Personally, the one that works the best is ... understanding.
When we understand that that could really be ME ... or YOU ... it makes me less confrontational & more apt to approach with a 'care' attitude. Many many people, desire attention. Plain & simple. Mean people are hurt people. Do they always get the response they deserve. I doubt it.
I must learn to forsake the 'defensive' posture & take it from the point view that will really help without condoning the meaness portrayed. Does it always work ... ??? ...
better & better is all I can say.
I love to see that gleam of annoyance in their eyes hehe
I was born and raised on the southside of Chicago and the mentality here is that if you run or backdown, you'll be doing it for years and it will never end.
I have used your method before when I have dealt with ansty customers in the past. It just kills people when they are nasty to you and you are nice to them in return. They have no idea what to do. It rocks!
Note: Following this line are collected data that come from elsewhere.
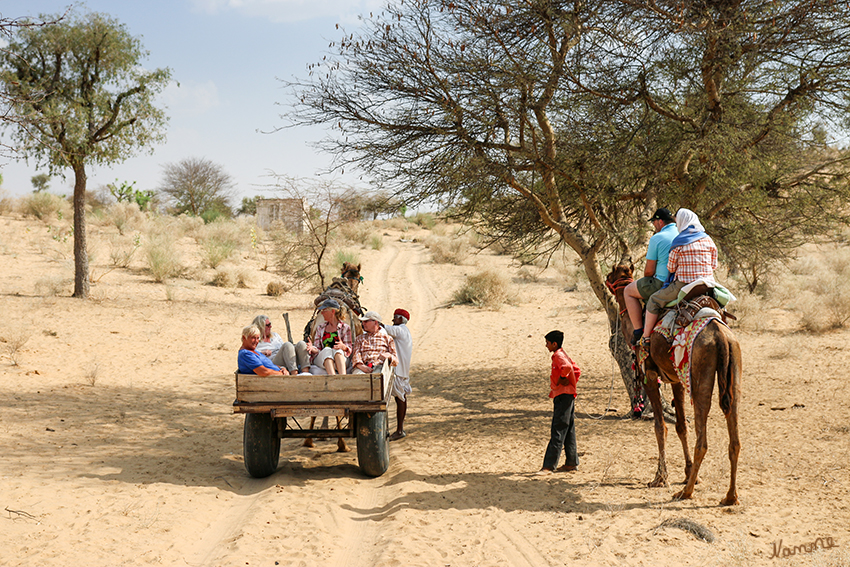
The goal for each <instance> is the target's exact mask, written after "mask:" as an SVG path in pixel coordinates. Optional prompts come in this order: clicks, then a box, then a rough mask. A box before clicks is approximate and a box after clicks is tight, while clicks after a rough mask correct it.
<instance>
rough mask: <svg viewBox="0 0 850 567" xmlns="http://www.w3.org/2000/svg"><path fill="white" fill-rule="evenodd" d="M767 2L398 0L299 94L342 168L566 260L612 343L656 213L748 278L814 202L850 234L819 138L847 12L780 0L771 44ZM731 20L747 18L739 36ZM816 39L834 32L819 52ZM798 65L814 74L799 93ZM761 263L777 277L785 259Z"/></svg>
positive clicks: (789, 236)
mask: <svg viewBox="0 0 850 567" xmlns="http://www.w3.org/2000/svg"><path fill="white" fill-rule="evenodd" d="M771 4H773V3H772V2H770V1H768V0H763V1H758V2H685V3H681V2H658V1H657V0H653V1H649V0H647V1H645V2H644V1H639V0H634V1H632V0H620V1H618V0H600V1H595V2H594V1H591V2H587V1H583V2H577V1H559V0H525V1H521V2H515V1H509V0H496V1H494V2H487V3H483V2H478V1H477V0H457V1H451V2H449V1H444V0H414V1H412V2H411V1H405V2H399V3H395V2H392V3H390V4H388V5H387V6H386V8H385V10H384V11H383V12H382V13H380V14H378V15H375V16H373V17H370V18H368V19H366V20H365V24H364V26H363V28H362V31H360V32H358V33H356V34H345V35H344V37H343V39H342V40H341V41H340V42H338V43H333V44H331V47H332V48H333V49H334V51H335V53H334V54H331V55H330V56H328V57H327V58H326V59H325V60H324V61H323V62H322V63H319V64H317V65H314V66H311V68H310V76H309V77H308V78H307V79H305V80H303V81H297V82H295V83H291V84H290V86H291V87H292V89H293V91H294V94H295V97H297V98H296V102H295V104H294V106H295V109H294V111H295V123H300V124H305V123H306V124H323V125H330V126H331V127H332V128H333V129H335V134H334V135H332V136H331V137H329V138H328V139H327V140H326V141H325V142H324V148H325V149H326V150H328V151H330V152H332V153H334V154H336V155H337V156H338V158H339V165H340V167H343V166H345V165H347V164H354V165H356V166H359V167H360V169H362V170H363V171H364V172H366V174H367V175H372V176H373V177H374V178H375V180H376V181H377V182H378V183H379V184H382V185H384V186H385V187H388V188H391V189H392V190H393V191H394V192H395V194H396V195H398V196H399V197H401V198H403V199H404V200H405V201H406V202H421V201H427V200H439V201H440V202H442V203H444V204H447V205H451V206H454V207H455V210H457V211H459V212H460V214H462V215H464V216H465V217H466V218H468V219H478V222H479V223H480V224H482V225H483V228H484V229H486V230H487V231H488V233H489V235H490V236H491V237H493V238H497V239H506V240H508V241H509V242H510V243H512V244H513V245H514V246H515V247H518V248H521V249H525V250H531V251H536V252H537V253H547V252H552V251H554V250H555V249H557V248H560V247H563V246H567V247H569V248H571V249H572V250H573V251H574V252H575V253H576V254H577V255H578V257H579V259H580V261H581V263H582V266H583V268H584V271H585V273H586V274H587V277H588V280H589V281H590V284H591V288H592V290H593V292H594V293H595V294H596V297H597V298H598V299H599V301H600V303H601V304H602V305H603V306H605V307H606V309H607V312H608V318H609V322H610V324H611V327H612V330H613V329H614V328H615V326H616V322H617V319H618V318H617V310H616V306H615V305H614V303H613V300H612V297H611V295H610V294H609V293H608V292H607V291H606V289H605V287H604V283H603V277H604V276H603V274H604V272H605V269H604V266H605V264H607V263H609V262H612V261H616V260H618V259H621V258H625V257H629V256H633V257H635V258H639V257H642V256H643V251H644V245H645V242H646V238H647V237H648V234H647V228H648V225H647V223H646V219H648V218H649V216H650V214H651V212H652V210H653V209H654V208H656V207H657V206H659V205H665V206H671V207H673V208H676V206H689V207H690V208H692V209H693V210H695V211H696V212H697V213H698V214H700V215H701V216H702V217H704V218H705V220H706V223H705V224H706V226H707V227H708V229H709V232H712V235H713V236H714V235H717V238H716V240H718V242H719V243H720V245H721V247H722V248H723V250H724V251H725V252H726V257H727V258H731V259H735V260H736V262H737V263H738V264H739V265H743V262H744V261H745V260H747V259H749V258H752V257H753V256H754V255H751V256H747V255H746V254H745V251H746V250H747V249H748V248H750V247H752V246H753V245H754V244H760V243H767V242H777V241H779V240H781V238H780V237H784V238H788V239H793V238H798V237H799V236H800V235H805V234H806V233H812V232H818V231H821V230H823V229H824V228H825V223H822V222H821V220H820V219H819V218H816V217H815V214H814V213H815V212H816V211H818V210H819V209H821V210H822V209H824V208H825V207H828V206H829V205H833V206H831V207H829V208H830V210H829V213H830V215H831V216H830V217H829V218H830V219H833V220H838V221H841V222H844V221H846V216H842V215H844V213H843V212H841V210H840V208H839V207H836V206H834V205H835V204H836V203H837V202H839V201H840V199H841V198H843V197H845V196H846V195H847V188H846V185H845V184H841V183H836V182H835V181H836V179H835V177H834V176H835V175H836V173H840V171H839V170H838V169H837V168H838V167H839V166H840V165H841V161H842V160H843V159H844V156H843V155H841V156H836V155H832V156H826V157H825V155H824V153H823V152H822V151H821V152H817V151H815V149H814V148H813V147H812V146H811V144H808V143H807V139H806V135H805V131H806V125H807V124H809V123H812V122H813V120H814V119H815V117H816V116H818V114H817V113H818V112H820V111H821V110H822V109H823V108H824V104H822V103H823V102H824V100H823V99H825V98H827V96H826V95H831V94H832V93H833V92H835V91H837V90H838V89H841V88H843V87H844V85H845V83H846V80H847V77H848V70H850V64H849V63H848V59H847V57H846V53H845V49H846V47H845V46H846V45H847V44H848V42H847V41H842V40H843V39H844V36H845V35H846V31H845V30H846V23H847V21H848V20H849V19H848V17H847V16H846V15H844V14H842V15H841V17H839V18H837V19H836V20H835V21H832V20H831V19H827V18H822V17H821V16H820V15H819V13H818V10H824V9H825V7H826V4H830V3H829V2H827V1H826V0H824V1H823V2H817V1H807V2H802V1H801V2H786V3H778V4H780V5H786V6H790V5H793V6H792V7H791V8H789V12H788V15H787V17H785V18H784V20H783V21H782V22H781V24H782V26H781V28H779V29H785V30H786V31H785V32H782V31H776V30H774V28H773V26H774V25H775V24H774V22H773V21H772V20H771V19H770V17H769V16H770V10H771V8H770V7H769V5H771ZM755 5H758V6H759V10H757V11H759V12H760V15H759V16H758V18H756V19H753V15H752V8H753V6H755ZM810 6H813V7H812V8H810ZM846 10H847V8H846V7H844V8H841V7H838V8H836V9H834V10H833V11H832V14H835V13H836V12H843V11H846ZM774 13H775V10H774ZM821 13H823V12H821ZM733 16H734V18H737V19H738V20H748V21H749V23H748V24H747V25H738V26H731V27H730V25H727V24H728V23H729V21H731V20H729V18H733ZM723 18H726V20H724V19H723ZM734 18H733V19H734ZM750 20H751V21H750ZM724 22H725V23H724ZM789 27H793V28H794V29H795V31H794V34H789V32H787V28H789ZM762 30H763V31H764V35H759V34H760V33H761V31H762ZM771 30H774V31H771ZM827 32H830V33H829V34H828V35H826V36H824V35H823V34H825V33H827ZM782 33H785V37H786V38H788V37H791V35H793V36H794V45H793V47H792V46H789V45H785V44H783V43H782ZM747 35H749V36H754V37H756V38H758V41H765V44H764V45H763V46H760V47H759V49H757V50H756V51H757V56H755V55H753V54H751V55H750V56H748V57H742V56H741V55H740V53H739V49H740V46H741V45H742V43H745V42H746V36H747ZM768 35H769V36H770V38H771V39H770V41H767V40H766V36H768ZM806 37H812V38H814V37H820V38H828V39H818V40H817V42H819V43H815V45H817V46H818V49H815V50H814V51H813V52H812V53H810V54H808V55H807V54H806V52H805V41H804V40H805V38H806ZM817 57H821V58H822V59H820V60H818V59H817ZM783 61H784V63H782V62H783ZM793 61H796V62H797V63H798V67H797V70H798V71H799V72H801V73H802V75H801V76H808V75H807V73H809V69H810V68H811V69H812V70H811V73H810V75H811V76H812V77H815V76H817V77H818V79H817V81H815V84H814V85H812V83H813V81H812V80H811V79H808V80H806V82H805V85H806V87H805V88H803V89H802V92H798V91H800V90H801V89H800V87H801V84H802V83H801V82H799V81H798V82H792V81H790V80H789V79H790V78H791V68H792V62H793ZM827 71H828V73H827ZM724 74H725V76H726V77H733V76H734V77H735V78H736V81H734V82H728V83H724V82H723V81H722V80H720V78H721V77H722V76H724ZM826 75H828V77H826ZM727 89H728V90H727ZM718 96H720V97H721V98H720V99H719V100H718V98H717V97H718ZM727 101H728V102H727ZM782 101H785V102H784V103H783V102H782ZM700 109H702V110H700ZM718 110H721V112H720V113H719V114H718V112H717V111H718ZM682 117H686V118H687V120H682ZM712 117H713V118H712ZM745 140H749V141H750V142H749V143H746V142H745ZM687 156H690V157H688V158H687V159H683V158H686V157H687ZM771 172H772V174H771ZM794 173H796V176H794V175H793V174H794ZM828 175H831V176H833V177H832V178H830V177H828ZM792 177H793V179H795V180H796V182H795V183H796V185H795V184H793V183H785V184H784V185H783V184H782V182H783V180H785V179H788V180H789V181H791V179H792ZM777 184H779V185H782V187H783V188H782V189H780V190H779V191H778V197H777V198H774V197H772V193H771V191H773V190H774V189H776V188H777ZM792 186H793V188H794V189H793V190H792ZM783 207H784V208H788V207H795V208H796V209H797V210H799V211H800V214H799V215H797V214H795V215H793V218H791V219H788V218H787V217H783V216H782V215H783V214H784V213H783ZM779 218H781V219H783V222H782V223H778V222H774V221H777V219H779ZM827 222H829V221H827ZM748 231H749V232H748ZM755 231H760V232H759V233H758V236H757V238H756V237H754V236H753V233H754V232H755ZM786 242H791V240H786ZM758 250H759V253H761V254H763V256H760V257H756V258H757V261H758V263H759V265H764V264H765V263H766V261H768V260H771V259H775V258H776V257H777V256H779V255H781V254H782V253H783V252H786V251H787V247H785V246H773V247H771V246H759V248H758ZM617 344H618V343H616V342H615V341H612V349H613V348H617V351H616V352H615V353H614V354H615V357H616V358H617V360H618V361H619V362H620V367H621V371H622V373H623V376H624V382H625V384H626V388H627V390H628V391H629V393H630V395H632V397H633V399H634V397H635V395H636V392H635V390H636V385H635V384H634V382H633V381H632V376H633V373H632V372H631V369H630V365H631V357H630V352H629V351H628V350H627V349H626V348H625V347H624V346H619V347H615V345H617ZM619 344H620V345H622V341H620V343H619Z"/></svg>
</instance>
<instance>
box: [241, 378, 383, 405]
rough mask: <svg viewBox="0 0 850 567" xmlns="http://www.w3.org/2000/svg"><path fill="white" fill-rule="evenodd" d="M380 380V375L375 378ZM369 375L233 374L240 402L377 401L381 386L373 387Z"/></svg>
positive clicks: (379, 400) (381, 394)
mask: <svg viewBox="0 0 850 567" xmlns="http://www.w3.org/2000/svg"><path fill="white" fill-rule="evenodd" d="M378 378H379V380H383V377H382V376H378ZM373 382H374V379H373V378H372V375H370V374H344V375H341V376H340V375H337V376H256V375H254V374H237V375H236V399H237V401H240V402H249V403H255V402H294V403H298V402H379V401H381V400H382V395H383V392H382V386H383V384H378V385H375V384H373Z"/></svg>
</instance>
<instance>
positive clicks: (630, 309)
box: [623, 208, 679, 345]
mask: <svg viewBox="0 0 850 567" xmlns="http://www.w3.org/2000/svg"><path fill="white" fill-rule="evenodd" d="M649 222H650V223H652V226H653V228H654V229H655V234H653V235H652V238H650V239H649V246H648V247H647V249H646V266H644V268H643V276H644V277H642V278H641V279H639V280H637V281H634V282H632V283H630V284H629V285H627V286H626V288H625V289H624V290H623V297H624V298H625V300H626V308H627V309H628V310H629V319H631V321H632V327H633V328H634V330H635V331H634V337H632V344H633V345H636V344H637V342H638V341H639V340H640V338H641V336H642V335H643V306H642V305H641V300H643V301H646V300H648V299H649V298H650V296H651V295H652V294H653V293H655V292H656V291H658V290H659V289H661V288H662V287H663V286H664V282H665V281H666V280H667V277H668V276H669V275H670V273H669V272H668V271H667V260H668V258H669V256H670V243H671V242H673V239H674V238H675V237H676V235H677V234H679V231H678V229H676V218H675V217H674V216H673V215H672V214H671V213H670V211H669V210H667V209H664V208H661V209H658V210H657V211H655V214H654V215H652V217H651V218H650V219H649Z"/></svg>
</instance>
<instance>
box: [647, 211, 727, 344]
mask: <svg viewBox="0 0 850 567" xmlns="http://www.w3.org/2000/svg"><path fill="white" fill-rule="evenodd" d="M676 228H678V229H679V235H678V236H676V238H674V239H673V242H671V243H670V256H669V258H668V260H667V270H668V271H669V272H670V276H669V277H668V278H667V282H668V283H667V284H665V285H666V287H664V288H662V289H660V290H659V291H657V292H655V293H653V294H652V295H651V296H650V297H649V300H647V302H646V321H645V322H644V325H643V328H644V329H645V332H644V335H645V338H644V340H648V338H649V336H650V335H651V334H652V331H653V329H655V323H656V322H657V321H658V315H659V313H661V310H662V309H663V308H664V307H665V306H666V305H667V304H668V303H670V302H671V301H673V300H675V299H678V297H679V291H680V290H681V289H682V288H683V287H685V286H686V285H688V284H689V283H692V282H695V281H697V280H700V279H702V280H707V281H709V282H714V270H716V269H717V246H716V245H715V244H714V241H713V240H712V239H711V237H710V236H709V235H708V234H706V232H705V228H704V227H703V226H702V223H700V222H699V218H698V217H697V215H696V213H694V212H693V211H691V210H688V209H679V211H678V212H677V213H676Z"/></svg>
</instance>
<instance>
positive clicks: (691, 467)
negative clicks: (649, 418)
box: [671, 382, 699, 482]
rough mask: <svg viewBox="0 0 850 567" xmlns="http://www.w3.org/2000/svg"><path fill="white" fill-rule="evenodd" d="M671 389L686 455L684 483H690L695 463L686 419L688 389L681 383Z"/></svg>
mask: <svg viewBox="0 0 850 567" xmlns="http://www.w3.org/2000/svg"><path fill="white" fill-rule="evenodd" d="M671 387H672V388H673V402H674V404H675V406H676V435H678V436H679V441H681V443H682V452H683V453H684V454H685V480H684V482H688V478H690V476H691V468H692V467H693V464H694V463H693V461H692V460H691V448H690V447H689V446H688V421H687V419H685V403H686V398H687V396H685V391H686V389H685V386H684V384H682V383H681V382H676V383H675V384H673V385H672V386H671ZM697 482H699V480H697Z"/></svg>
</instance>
Just last week I had a meeting with a client that had a nasty secretary. She wasn't mean to me but she was mean to someone that came into the reception area while I was waiting to see the client. After the person left she looked at me and I said, "Oh, I know, it's so much more difficult to overlook these things when we're in our mid fifties. I relate totally." Now this woman was in her early to mid forties but she was overweight and had a matronly appearance. She looked at me, not quite sure what to say, and then left the room without a word!